The highlight of the season for Bailey was a 15 strikeout performance against the Toledo Mud Hens on April 26.
Bailey had control problems and appeared to have problems communicating with catcher Ramon Hernandez. He walked the leadoff hitter, Asdrubal Cabrera, to open the game. He escaped in part because shortstop Alex Gonzalez ran down a pop up down the leftfield line off the bat of Grady Sizemore. That is the kind of defensive support that pitchers do not get at the Triple AAA level. Many times a pitcher's Triple A ERA is inflated when they come to the Major Leagues.
Bailey fanned Victor Martinez, who was hitting .391 as he stepped to the plate. Cabrera was gunned down trying to steal by Ramon Hernandez to end the inning.
The second inning was not so forgiving.
Joey Votto hit a home run to stake the Reds to a single-run lead but Bailey couldn't hold it. Shin-Soo Choo walked to open the inning and Mark DeRosa hit his seventh home run to put the Indians on top. Matt LaPorta singled. Jamey Carrol walked one out later. Opposing pitcher, David Huff bunted the runners along. Cabrera's two out single scored the runners, leaving the Reds trailing 4-1.
Votto's second home run of the game capped a five-run second half by Cincinnati and Bailey was handed a two-run lead.
He blanked the Indians in the third and fourth but lost control in the fifth. He walked Cabrera, Sizemore and Choo around a fly out by Martinez.

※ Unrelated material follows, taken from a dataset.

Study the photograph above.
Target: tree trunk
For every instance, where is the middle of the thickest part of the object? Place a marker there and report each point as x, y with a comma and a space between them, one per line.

Baker took out the young prospect with the bases loaded, two out shy of the requisite five innings needed to qualify for a win.
His replacement, Jared Burton, allowed a game-tying single to left by DeRosa, both runs charged to Bailey.
He finished with 4 1/3 innings. He only gave up three hits but walked a career-high six and allowed six runs that tied a career-high.